Triacetoxyvinylsilane

Administrative data

Description of key information

- Short-term toxicity to fish. Weight of evidence: LC50 (96h) = 101.86 mg/L (based on mortality) (read-across from supporting substance acetic acid).

- Short-term toxicity to aquatic invertebrates: Weight of evidence: EC50 (48h) = 83.81 mg/L (based on mobility, without pH adjustment) (read-across from supporting substance acetic acid).

- Toxicity to aquatic algae: Key study: EC50 (72h) = 22.83 mg/L and NOEC (72h) = 16.84 mg/L (based on growth rate, without pH adjustment) (read-across from analogue substance propyltriacetoxysilane)

- Toxicity to microorganisms: Key study: NOEC (28 days) = 112.73 mg/L (based on biodegradation) (read-across from analogue substance methyltriacetoxysilane).

Additional information

It is well known that triacetoxisilane undergoes rapid hydrolysis in aqueous or moist environments to acetic acid and trisilanol.

The confirm that hydrolysis of acetoxysilanes is fast, the test of hydrolysis of propyl triacetoxysilane in water was performed. It was measured, that the process was very fast. The half-life at different pH of propyltriacetoxysilane was determined to be < 37.5 seconds since the test item was completely hydrolysed at 150 seconds after the initial contact with water.

As it is stated in different publications, silanols hydrolyse well in water and the carbon- bounded substituents can have profound effects on the rate of hydrolysis. (Arkles B., Chemtech 1977; Pluddemann E.P., Plenum Press NY, 1982; Kay, B.D. and Assink R.A, J. Non-Cryst. Solids, 1988).

The rates of hydrolysis of the alkoxy groups are generally related to their steric bulk: CH₃O>C₂H₅O> t-C₄H₉O and a methoxysilane hydrolyzes at 6-10 times rate of an ethoxysilane. Smith (Smith K. J. Org. Chem 1986) proved that increased organic substitution enhances the hydrolysis rate Me₃SiOMe> Me₂Si(OMe)₂> MeSi(OMe)₃.

During the performed hydrolysis test, the condensation and polimerysation of the molecules formed in hydrolysis were observed too. It was observed as the phase separation. Unfortunately, this phase separation caused the technical difficulties of the determination of the molecular weight of larger condensation products. It was possible to determined MW of smaller condensates which still are in solutions. Their average MW were between 604-695.

This phase separation as a result of condensation was described by Arkles. The hydrolysis of propyltrimetoxysilane showed that oligomers are formed and branched structures presages phase separation (Arkles B. et al, Silanes and Coupling Agents, 1992).

Taking in account both, the hydrolysis and condensation, it is expected that the observed in the hydrolysis test phase changed product contains large chain polymers with MW>1000.

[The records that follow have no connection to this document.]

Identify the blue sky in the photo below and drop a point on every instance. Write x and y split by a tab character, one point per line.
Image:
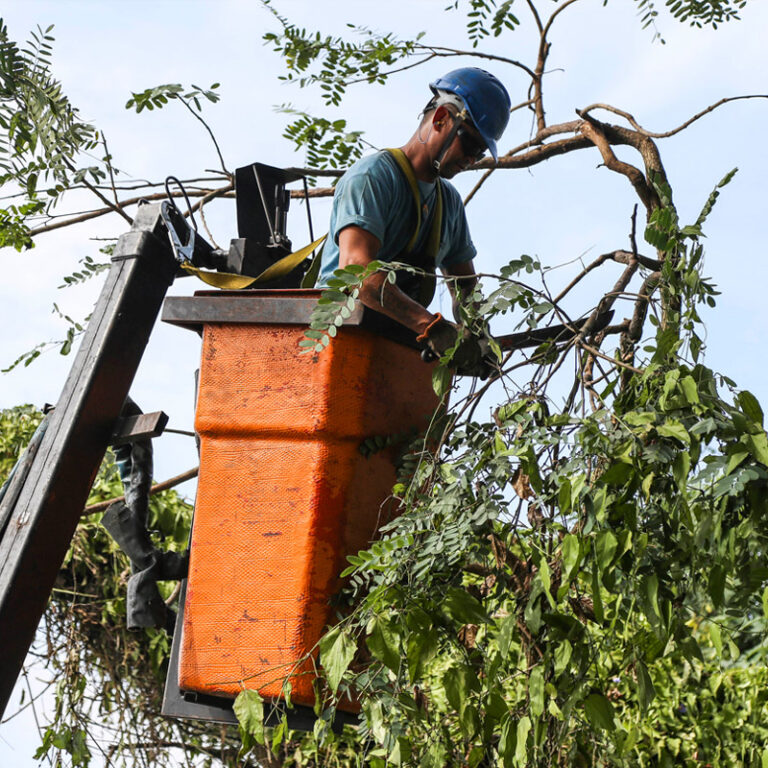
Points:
566	208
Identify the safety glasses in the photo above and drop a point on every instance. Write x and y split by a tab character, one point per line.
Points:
471	144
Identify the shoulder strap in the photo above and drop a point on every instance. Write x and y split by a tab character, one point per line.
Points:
280	268
433	244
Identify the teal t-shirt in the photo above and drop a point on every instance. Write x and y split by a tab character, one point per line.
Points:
375	196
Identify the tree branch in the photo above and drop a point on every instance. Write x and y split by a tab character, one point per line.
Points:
666	134
593	131
157	488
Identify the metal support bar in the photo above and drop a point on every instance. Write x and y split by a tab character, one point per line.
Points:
48	507
140	427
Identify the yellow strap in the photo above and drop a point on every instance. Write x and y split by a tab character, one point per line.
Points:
407	169
229	282
433	243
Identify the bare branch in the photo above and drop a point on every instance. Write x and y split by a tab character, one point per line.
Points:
612	360
666	134
210	133
157	488
593	131
480	55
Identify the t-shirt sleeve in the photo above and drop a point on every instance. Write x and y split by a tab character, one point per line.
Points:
362	200
461	249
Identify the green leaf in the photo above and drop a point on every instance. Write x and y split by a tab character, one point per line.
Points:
716	586
521	747
337	649
562	657
506	632
750	407
758	447
674	429
571	553
605	547
441	380
599	712
463	607
420	648
681	466
645	687
536	691
690	390
459	682
384	644
716	637
249	709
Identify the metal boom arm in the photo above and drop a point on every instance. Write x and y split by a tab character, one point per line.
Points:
46	509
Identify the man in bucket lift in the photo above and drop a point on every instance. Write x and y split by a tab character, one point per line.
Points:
373	213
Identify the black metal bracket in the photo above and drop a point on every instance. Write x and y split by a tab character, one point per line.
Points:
48	505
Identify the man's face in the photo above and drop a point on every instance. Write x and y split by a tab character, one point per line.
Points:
466	148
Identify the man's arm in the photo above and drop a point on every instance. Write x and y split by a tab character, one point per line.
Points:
462	286
358	246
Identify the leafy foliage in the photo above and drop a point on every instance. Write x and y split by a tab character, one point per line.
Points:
42	133
158	96
572	587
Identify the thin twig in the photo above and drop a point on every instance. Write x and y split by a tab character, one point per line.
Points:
157	488
116	207
108	161
612	360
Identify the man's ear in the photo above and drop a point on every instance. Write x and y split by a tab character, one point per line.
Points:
441	117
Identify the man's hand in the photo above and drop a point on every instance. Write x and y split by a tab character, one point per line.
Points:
439	336
472	356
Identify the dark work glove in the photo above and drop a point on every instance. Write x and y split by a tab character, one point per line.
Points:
473	355
439	336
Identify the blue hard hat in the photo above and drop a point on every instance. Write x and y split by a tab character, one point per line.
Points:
485	98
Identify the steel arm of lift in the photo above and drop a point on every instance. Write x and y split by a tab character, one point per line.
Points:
45	512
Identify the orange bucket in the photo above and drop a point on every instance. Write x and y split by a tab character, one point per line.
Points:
285	494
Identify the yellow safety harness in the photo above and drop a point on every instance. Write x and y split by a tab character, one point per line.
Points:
426	260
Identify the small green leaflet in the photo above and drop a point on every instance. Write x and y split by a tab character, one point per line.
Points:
599	712
383	644
645	686
250	715
337	649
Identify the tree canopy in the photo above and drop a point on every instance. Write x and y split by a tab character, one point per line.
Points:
577	576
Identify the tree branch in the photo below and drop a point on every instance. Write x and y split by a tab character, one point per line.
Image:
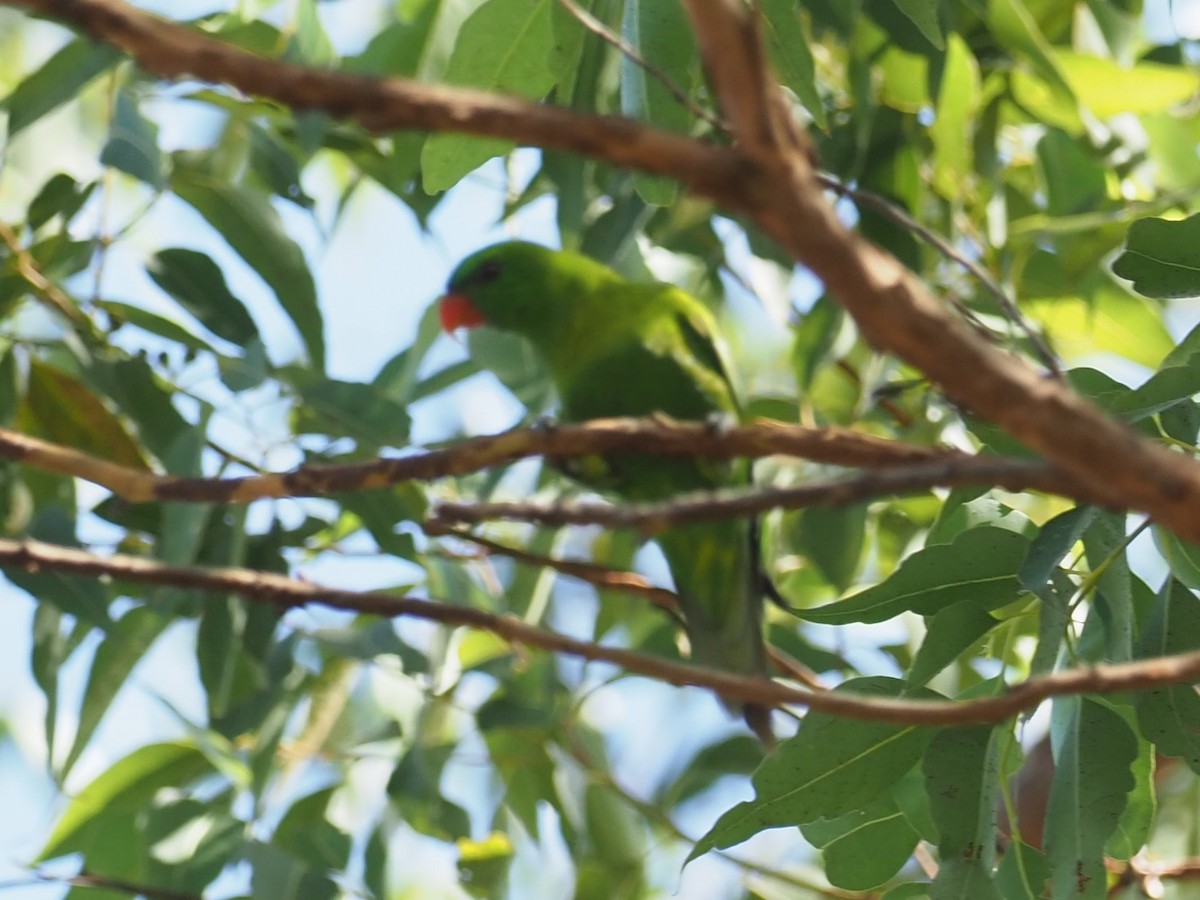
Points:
769	178
654	517
605	579
289	593
383	105
657	435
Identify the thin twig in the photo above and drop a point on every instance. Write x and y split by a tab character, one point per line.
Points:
605	579
653	517
657	435
291	593
886	208
49	293
625	48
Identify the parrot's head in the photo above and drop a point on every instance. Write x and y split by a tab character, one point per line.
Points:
505	286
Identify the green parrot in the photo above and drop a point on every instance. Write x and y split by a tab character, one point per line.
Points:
619	348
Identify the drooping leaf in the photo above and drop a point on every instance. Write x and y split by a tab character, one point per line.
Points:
832	767
252	227
504	47
199	286
979	567
60	79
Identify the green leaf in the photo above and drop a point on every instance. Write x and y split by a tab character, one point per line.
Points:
792	54
961	769
352	409
155	324
61	78
1019	33
1170	715
310	43
1091	785
738	755
120	651
1105	545
133	143
1073	178
1023	873
61	196
948	634
660	33
124	791
252	227
275	874
198	285
306	833
953	130
1161	259
60	408
1054	541
923	15
414	789
504	47
979	567
865	847
48	653
832	767
833	539
1108	88
78	595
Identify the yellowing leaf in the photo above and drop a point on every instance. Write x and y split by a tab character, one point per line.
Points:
1107	88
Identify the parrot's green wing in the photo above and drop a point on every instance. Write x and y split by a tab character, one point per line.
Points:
616	348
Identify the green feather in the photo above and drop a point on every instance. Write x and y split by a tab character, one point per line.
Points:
618	348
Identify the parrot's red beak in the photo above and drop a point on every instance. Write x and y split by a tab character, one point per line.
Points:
456	311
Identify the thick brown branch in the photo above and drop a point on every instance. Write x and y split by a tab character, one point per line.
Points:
383	105
653	517
606	579
768	178
898	313
837	447
288	593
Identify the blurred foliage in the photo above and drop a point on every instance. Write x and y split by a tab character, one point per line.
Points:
347	756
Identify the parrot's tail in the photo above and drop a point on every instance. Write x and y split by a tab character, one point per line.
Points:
717	573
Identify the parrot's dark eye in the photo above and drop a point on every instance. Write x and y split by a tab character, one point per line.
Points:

Authors showed that molecules of MW>1000 cannot be biologically available (Van Gestel et a, Reg. Toxicol. and Pharmacol., 1985, 5, 422-31 and Zitko V, Handbook of Environmental Chemistry, v. 2 221-29).

A stated before, triacetoxysilane is not stable when exposed to water or moisture and undergo rapid hydrolysis. The hydrolysis produces 3 moles of acetic acid and the silanetriol which condensate to higher weight siloxanes. The polymerization products are considered biologically unavailable and the toxicity is driven by acetate anion.

The toxicity of triactoxyvinylsilane should be evaluated as the toxicity of acetic acid.

The results from aquatic toxicity studies for triacetoxyvinylsilane are as follow:

- Short-term toxicity to fish. Weight of evidence: LC50 (96h) = 101.86 mg/L (based on mortality) (read-across from supporting substance acetic acid).

- Short-term toxicity to aquatic invertebrates: Weight of evidence: EC50 (48h) = 83.81 mg/L (based on mobility, without pH adjustment) (read-across from supporting substance acetic acid).

- Toxicity to aquatic algae: Key study: EC50 (72h) = 22.83 mg/L and NOEC (72h) = 16.84 mg/L (based on growth rate, without pH adjustment) (read-across from analogue substance propyltriacetoxysilane)

- Toxicity to microorganisms: Key study: NOEC (28 days) = 112.73 mg/L (based on biodegradation) (read-across from analogue substance methyltriacetoxysilane).

Based on the results from the aquatic toxicity (at least one value between 10 and 100 mg/L) but since the substance is readily biodegradable and according to CLP Regulation 1272/2008, the substance triacetoxyvinylsilane is not classified for aquatic toxicity.